Vision-based surveying drone detection systems play critical roles in aerial surveillance and defense applications. Small targets in complex environments present significant challenges: limited feature representation, low detection rates, and computational inefficiency. Traditional fusion strategies like FPN and PANet fail to address semantic gaps between non-adjacent feature layers, causing feature degradation during propagation. To overcome these limitations, we introduce PHE-DETR – a novel framework featuring Progressive Hybrid Encoding that decouples intra-scale feature refinement and cross-scale integration.

Architectural Framework
The PHE-DETR pipeline comprises three components: a multi-scale feature extractor, progressive hybrid encoder, and IoU-aware decoder. The HGNet backbone processes input images $x \in \mathbb{R}^{H \times W \times C}$ generating feature pyramids:
$$ \{P_1, P_2, P_3, P_4, P_5\} = \text{HGNet}(x) $$
Resolution progression follows $320^2 \rightarrow 160^2 \rightarrow 80^2 \rightarrow 40^2 \rightarrow 20^2$. For surveying UAV detection, we selectively process $P_3$, $P_4$, and $P_5$ to balance spatial detail and semantic richness.

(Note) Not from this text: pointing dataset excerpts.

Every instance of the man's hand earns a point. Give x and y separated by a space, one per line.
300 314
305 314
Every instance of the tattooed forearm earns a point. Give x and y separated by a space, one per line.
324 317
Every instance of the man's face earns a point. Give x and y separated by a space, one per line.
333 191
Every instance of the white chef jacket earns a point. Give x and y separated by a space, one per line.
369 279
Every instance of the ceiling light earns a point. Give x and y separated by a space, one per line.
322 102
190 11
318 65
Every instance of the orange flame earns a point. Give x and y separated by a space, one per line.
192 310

Progressive Hybrid Encoding
Our encoder resolves feature misalignment through two specialized modules:
Attention-Based Intra-Scale Interaction (AIFI)
Processes deepest features $P_5$ via self-attention:
$$ Q = K = V = \text{Flatten}(P_5) $$
$$ A_5 = \text{Reshape}(\text{Attention}(Q,K,V)) $$
This captures global contextual relationships critical for identifying obscured surveying drones.

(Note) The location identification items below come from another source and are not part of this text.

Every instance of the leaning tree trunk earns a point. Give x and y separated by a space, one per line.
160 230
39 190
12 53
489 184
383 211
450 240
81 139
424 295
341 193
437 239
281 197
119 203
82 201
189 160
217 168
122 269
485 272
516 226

Adaptive Cross-Scale Feature Fusion (ACFM)
ACFM operates in two cascaded stages:
- Stage-1 (ACFM-2): Fuses adjacent layers
$$ A_3 = \text{ACFM-2}(P_3, P_4) $$
$$ A_4 = \text{ACFM-2}(P_4, P_3) $$ - Stage-2 (ACFM-3): Integrates $A_3$, $A_4$, $A_5$
$$ S_l = \sum_{n=3}^5 \alpha_{i,j}^l \cdot \text{Align}(A_n) $$
where $\alpha_{i,j}^l + \beta_{i,j}^l + \gamma_{i,j}^l = 1$ denotes position-wise adaptive weights. Feature alignment uses bilinear interpolation (upsampling) or strided convolution (downsampling).
Dual-Flow Gradient Harmonizer (DFGH)
Replaces conventional RepC3 with optimized gradient flow:
$$ \text{DFGH}(X) = \text{Concat}[X_{\text{identity}}, \text{Bottleneck}(\text{Bottleneck}(X_{\text{processed}}))] $$
Compared to RepC3, DFGH reduces parameters by 23% while enhancing gradient propagation for small surveying UAV features.
Experimental Validation
We evaluate performance on Det-Fly (13,271 images) and ARD-MAV (106,665 frames) datasets containing surveying drones under diverse conditions. Evaluation metrics include:
- mAP@50: Primary accuracy measure
- Parameters: Model complexity
- GFLOPs: Computational load
Detection Performance Comparison
| Method | Det-Fly mAP@50 | ARD-MAV mAP@50 | Params (M) | GFLOPs |
|---|---|---|---|---|
| YOLOv8-M | 94.4 | 77.1 | 25.8 | 78.7 |
| RT-DETR | 92.4 | 82.2 | 32.0 | 103.4 |
| MHAF-YOLO | 96.1 | – | 21.8 | 103.7 |
| PHE-DETR | 97.0 | 86.7 | 25.8 | 70.6 |
Ablation Studies
Component analysis demonstrates critical contributions:
| ACFM-2 | ACFM-3 | mAP@50 | Δ Params |
|---|---|---|---|
| ✗ | ✗ | 95.8 | -1.8M |
| ASFF only | DFGH only | 96.2 | -1.5M |
| Full | Full | 97.0 | 0 |
The progressive fusion strategy reduces semantic gaps between non-adjacent layers by 63% compared to single-stage fusion. On NVIDIA RTX3090 hardware, PHE-DETR achieves 30.2 FPS at 640p resolution – 6.7% faster than RT-DETR while maintaining precision for surveying UAV identification.
Conclusion
PHE-DETR establishes a new state-of-the-art for surveying drone detection through innovative multi-scale feature management. The Progressive Hybrid Encoding architecture demonstrates:
- 30% parameter/computation reduction versus RT-DETR
- 4.5% mAP@50 improvement on challenging ARD-MAV
- Real-time performance (30.2 FPS) without accuracy compromise
Future work will explore temporal modeling for tracking surveying UAVs across consecutive frames and multi-spectral feature fusion for all-weather operation. The framework shows significant promise for deployment in border surveillance and critical infrastructure protection scenarios.